Social prescribing is a means by which people can be referred to non-clinical activities designed to support health and wellbeing. But sometimes clients' basic needs must be satisfied before social prescribing can be effective.
Staff at Eritrean Community in the UK must solve their clients' housing and welfare needs before social prescribing can be effective.

Small community organisations supporting residents from migrant communities are able to help their clients to become ‘social prescription ready’. The people they support often contact them with pressing needs, related to welfare or housing for example.
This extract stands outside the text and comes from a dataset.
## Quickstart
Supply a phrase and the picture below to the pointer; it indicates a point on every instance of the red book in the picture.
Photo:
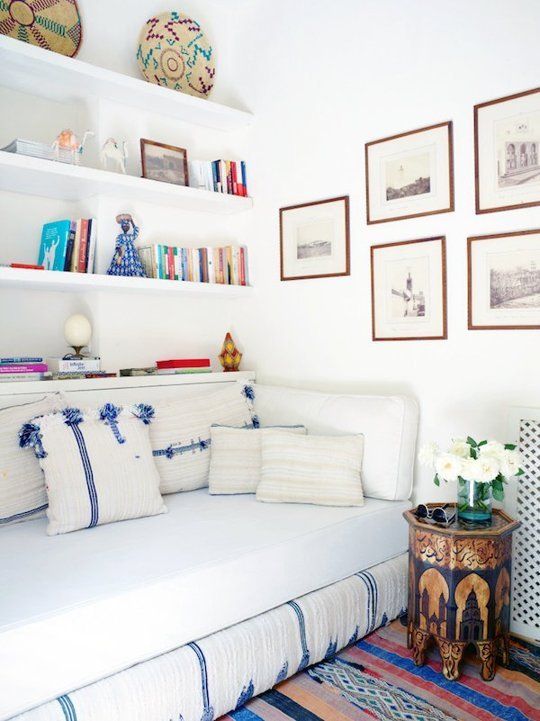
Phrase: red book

These organisations are able to advocate on behalf of their clients and provide the language support needed to help them to interact with statutory services. Once these pressing needs have been met, it becomes much more likely that clients will be able to engage with activities that support their health and wellbeing more broadly.

Eritrean Community in the UK supporting a client to be ‘social prescription ready’
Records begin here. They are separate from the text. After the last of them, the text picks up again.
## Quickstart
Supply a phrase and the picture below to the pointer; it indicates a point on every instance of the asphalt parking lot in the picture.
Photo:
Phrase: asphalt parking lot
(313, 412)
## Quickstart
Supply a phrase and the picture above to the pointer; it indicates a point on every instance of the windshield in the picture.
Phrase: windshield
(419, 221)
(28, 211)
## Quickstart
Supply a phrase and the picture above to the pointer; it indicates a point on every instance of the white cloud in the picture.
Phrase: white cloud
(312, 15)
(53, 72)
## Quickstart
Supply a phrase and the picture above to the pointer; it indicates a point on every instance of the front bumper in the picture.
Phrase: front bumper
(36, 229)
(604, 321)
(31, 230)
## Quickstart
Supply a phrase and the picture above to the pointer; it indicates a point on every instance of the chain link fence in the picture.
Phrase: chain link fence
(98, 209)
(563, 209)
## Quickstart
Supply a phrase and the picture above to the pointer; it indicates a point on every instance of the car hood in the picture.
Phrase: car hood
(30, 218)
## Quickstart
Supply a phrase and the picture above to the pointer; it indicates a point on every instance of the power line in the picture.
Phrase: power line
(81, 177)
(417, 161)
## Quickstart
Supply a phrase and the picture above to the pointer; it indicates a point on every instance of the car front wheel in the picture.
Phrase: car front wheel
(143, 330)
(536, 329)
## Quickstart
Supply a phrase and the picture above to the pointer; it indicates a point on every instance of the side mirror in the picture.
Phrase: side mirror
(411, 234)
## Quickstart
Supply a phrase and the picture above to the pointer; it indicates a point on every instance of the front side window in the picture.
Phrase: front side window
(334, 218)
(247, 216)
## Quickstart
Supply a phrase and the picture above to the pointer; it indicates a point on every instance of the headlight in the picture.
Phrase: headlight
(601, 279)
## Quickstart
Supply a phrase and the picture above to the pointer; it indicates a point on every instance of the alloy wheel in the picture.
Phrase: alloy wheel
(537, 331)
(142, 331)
Sophia* has several medical conditions, including diabetes and blood pressure issues. Her application for Employment and Support Allowance was declined. Both her benefit and her housing benefit had been stopped for some time before Eritrean Community in the UK (ECUK) intervened. They gave Sophia advice and helped her to appeal the decision. They also referred her to another organisation to represent her at the Tribunal. Sophia won her case and the Department for Work and Pensions is paying her in full, including back payments.  ECUK have now referred Sophia to the women’s group at the Old Fire Station, to help her to socialise with others.

*Sophia's name has been changed

Islington Bangladesh Association supporting a client to be ‘social prescription ready’

Parvesh* is in remission from cancer. He suffers from a range of other health conditions and is also his mother's carer. They live in a council flat which has many repair issues. His wife and four children are living abroad. Parvesh came in to apply for Employment Support Allowance and Personal Independence Payment, as it was time for these benefits to be renewed. Islington Bangladesh Association helped him to complete the review forms. His repairs were also reported to the Council. Both benefit applications were successful. His repairs are under review.

Now some of these urgent concerns are being resolved, the organisation is able to offer Parvesh other support. His GP had previously given him a social prescription for exercise classes at the gym, but the sessions had been mixed and he hadn’t felt comfortable attending. Islington Bangladesh Association is finding some male-only exercise sessions for him.